Während er noch mit dem detektivischen Ausspähen des homosexuellen Paares beschäftigt ist, bemerkt er zwar Anzeichen der Entfremdung an seiner Frau, will aber hieraus nicht die richtigen Schlüsse ziehen. Tina hat sich Hals über Kopf in einen Arbeitskollegen verguckt. Eine kurze, aber heftige Affäre wirft sie aus den gewohnten Bahnen.

Am Ende ist nichts mehr, wie es war. Die Regierung wankt, zwei Menschen sind tot und Surab wird vermutlich seine Entscheidung bitter bereuen.
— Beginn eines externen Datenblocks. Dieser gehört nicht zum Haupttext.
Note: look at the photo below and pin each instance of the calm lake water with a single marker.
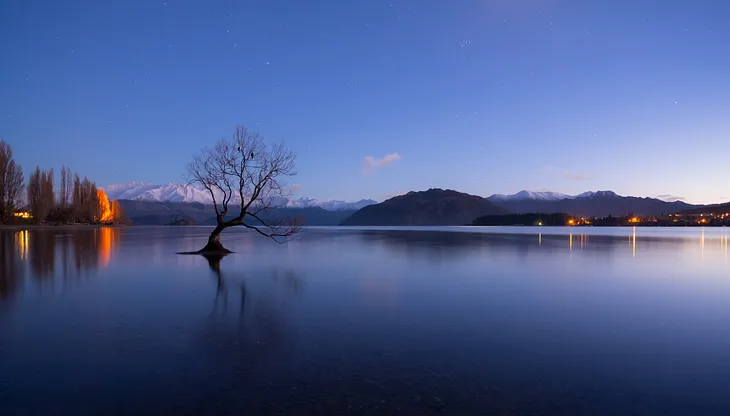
(499, 321)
Das deutet sich zwischen den Zeilen an und lässt den Leser mit der Auflösung beklommen allein.

Schon während der Lektüre hatte ich den Eindruck, hier eine neue Fassung von Hitchcocks „Fenster zum Hof“ mit Versatzstücken eines Shakespear’schen Dramas zu erleben. Es ist nicht der Verrat und Königsmord des selbstreflektierten Bösewichts Macbeth, aber der naive und mutmaßlich tragisch endende Versuch eines gutmütigen, aber intellektuell unterkomplexen Helden, aus Unrecht Kapital zu schlagen und statt nach der Krone zu greifen, einen Arbeitsplatz zu erpressen, um so wieder sein persönliches Glück finden zu können. Die Assoziation mit Shakespeare liegt nahe. Vielleicht liegt das auch daran, dass Gabunia als Übersetzer des genialen, zeitlosen Engländers gearbeitet hat. Eine weitere Nähe zu einer anderen großartigen Erzählerin der Gegenwart drängte sich mir auf. Margriet de Moor beschreibt in ihrem letzten Roman „Von Vögeln und Menschen“ auch sehr subtil, wie ein einziger Moment einem ganzen Leben eine neue Wendung geben kann. Von jetzt auf gleich kann man zum Mörder oder Mittäter werden. So zeigt auch „Farben der Nacht“, wie ein Augenblick, gepaart mit seiner zufälligen Ursache, mehrere Leben für immer auf den Kopf stellt.

Gabunia lässt seine Figuren die Geschehnisse aus ihrer Warte erzählen und gibt ihnen – sprachlich unterscheidbar – ihre eigene Stimme. Das fällt angenehm auf, denn so entsteht von Surab, Tina, aber auch Merab, ein nuanciertes, pointiertes Profil. Gleiches gilt für das Erzähltempo der Hauptfiguren, das deren Charakter und Gemütslage entspricht. Surab erzählt in gemächlichem Tempo, Merab zählt im wahrsten Sinne des Wortes die verbleibenden Minuten vor seiner Entscheidung herunter. Atemlos, getrieben berichtet Tina ihre Gefühlswallungen, um am Ende als ein Animal triste ihre Entscheidung umzusetzen.

„Farben der Nacht“ – eine spannende und nicht minder zufällige Entdeckung beim Buchhändler meines Vertrauens. Danke und Knicks.